T.S. Eliot wrote that April is the cruellest month. To my mind, January on the West Coast runs a close second. Even though we’re past the winter solstice, the hours of darkness still exceed the hours of light, and the days often pass in a dreary, rainy murk. In Alberta, where I spent a week in December, although temperatures might stay well below zero for weeks on end, the sun shines regularly, sparkling off the snow and encouraging people to embrace their inner northerner and get outside for winter activities. In the funk that settled in after the New Year’s celebrations, I appreciated receiving a link to the Jive Aces’ “Bring Me Sunshine,” with its mid-video shift from shades of grey to vibrant colour.
Editors and logophiles may feel a similar urge to jive as they check out the colourful websites offered by a couple of the major dictionaries—Oxford and Merriam-Webster. Besides letting you look up specific words to check spelling, meaning, and syllabification, both sites:
- provide blogs and videos that explain usage, etymology, and word controversies;
- show what words have been looked up recently, often as a result of news stories or holidays (for example, among the trending words on the Merriam-Webster site as I write this on January 10 are Epiphany and Hogmanay); and
- offer free subscriptions to a “Word of the Day” post.

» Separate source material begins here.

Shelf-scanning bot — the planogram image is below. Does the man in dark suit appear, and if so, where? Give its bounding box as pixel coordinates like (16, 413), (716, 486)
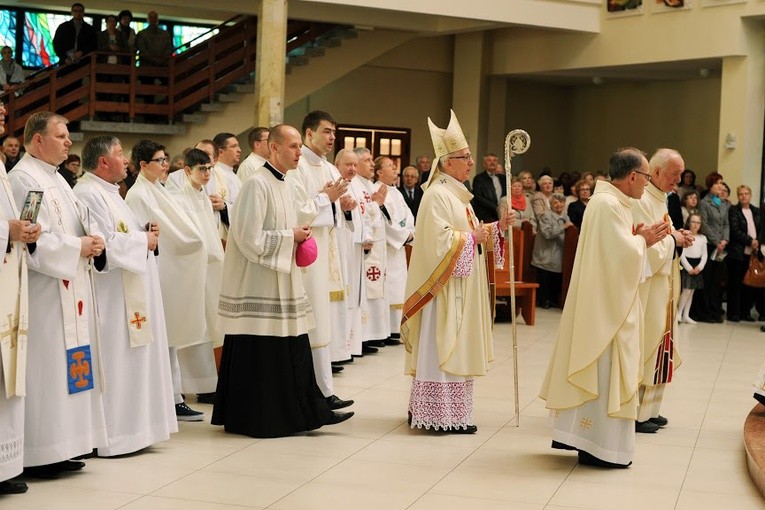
(398, 166), (423, 220)
(471, 153), (507, 223)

Another bonus: both sites feature games and quizzes. I’ve spent hours discovering what punctuation mark I am, checking my understanding of British and American phrases, taking the apostrophe challenge, and driving myself crazy with the “Name That Thing” visual vocabulary quiz and the “True or False” quiz. Who knew that Star Wars was only the third-highest-grossing film series in history (after Harry Potter and James Bond)? Merriam-Webster also has the lethal SCRABBLE Sprint, where you can get whipped into a lather forming random letters into words against the clock.
There’s enough information on these two sites to keep any word lover occupied until the spring equinox (on March 19 at 9:31 p.m. PDT, but who’s counting?).